Come integrare le bacche biologiche nella nostra dieta

by Eleonora on

L’affascinante mondo delle bacche, il cibo in grado di migliorare la salute

Le bacche sono un alimento carico di sorprese che viene consumato sin dall’antichità, quando i popoli li consumavano come nutrimento e li utilizzavano come rimedio medico. In Italia le Giuggiole erano bacche particolarmente apprezzate da cui si ricavava il famoso “brodo di Giuggiole”, un vino liquoroso e dal sapore dolce che ancora oggi vive nel detto “andare in brodo di Giuggiole”, quando si prova soddisfazione per determinati momenti della vita. Le popolazioni antiche non sbagliavano ad utilizzare sistematicamente le bacche, tanto che numerosi studi scientifici oggi hanno dimostrato le tante proprietà benefiche di questo alimento, ricercando in particolare la composizione e gli effetti di Bacche di Goji, Giuggiole ed Alchechengi. Si tratta di bacche commestibili con sapori diversi: quelle di Goji hanno un lieve sapore agrodolce e aspro, le Giuggiole sono molto dolci, mentre l’Alchechengi ha un gusto acidulo e particolare. Le bacche di Goji ultimamente sono diventate molto famose e si trovano facilmente nei negozi e nei supermercati, soprattutto essiccate. Giuggiole ed Alchechengi sono meno note ma comunque pian piano stanno tornando ad avere un bel momento di gloria e ad essere consumate in diversi modi. Altre bacche famose e ricche di proprietà sono mirtilli, more, lamponi e fragole, disponibili sia fresche che secche e facilmente integrabili nella dieta alimentare.

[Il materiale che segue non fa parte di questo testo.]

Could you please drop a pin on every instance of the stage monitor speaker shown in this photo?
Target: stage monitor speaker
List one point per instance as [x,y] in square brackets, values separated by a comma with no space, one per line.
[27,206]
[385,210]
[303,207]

Conoscere le bacche e inserirle nella propria alimentazione

Le bacche si presentano come frutti carnosi e ricchi di semi, alcune non sono commestibili, altre persino tossiche e velenose. Le bacche possono essere consumate fresche oppure essiccate, come spuntino oppure inserite all’interno di piatti e ricette fresche come insalate. Si sposano perfettamente con lo yogurt per un’ottima e nutriente colazione oppure possono essere frullate per preparare ottimi succhi di frutta e si impiegano anche per deliziosi dolci da mangiare a fine pasto o per merenda. Le bacche sono frutti tanto piccoli quanto ricchissimi di proprietà benefiche come si può vedere su https://www.greenfamilyservice.net/ e tra le principali vi sono sicuramente quelle antiossidanti, in grado di contrastare i radicali liberi e l’invecchiamento oltre alla loro capacità di rinforzare il sistema immunitario grazie alla vitamina C che contengono. Ricche di polisaccaridi vegetali, le bacche funzionano come antinfiammatori, controllano i livelli di glicemia e colesterolo nel sangue, diventando un ottimo alimento da inserire anche nelle diete per i diabetici o nei regimi alimentari poveri di grassi.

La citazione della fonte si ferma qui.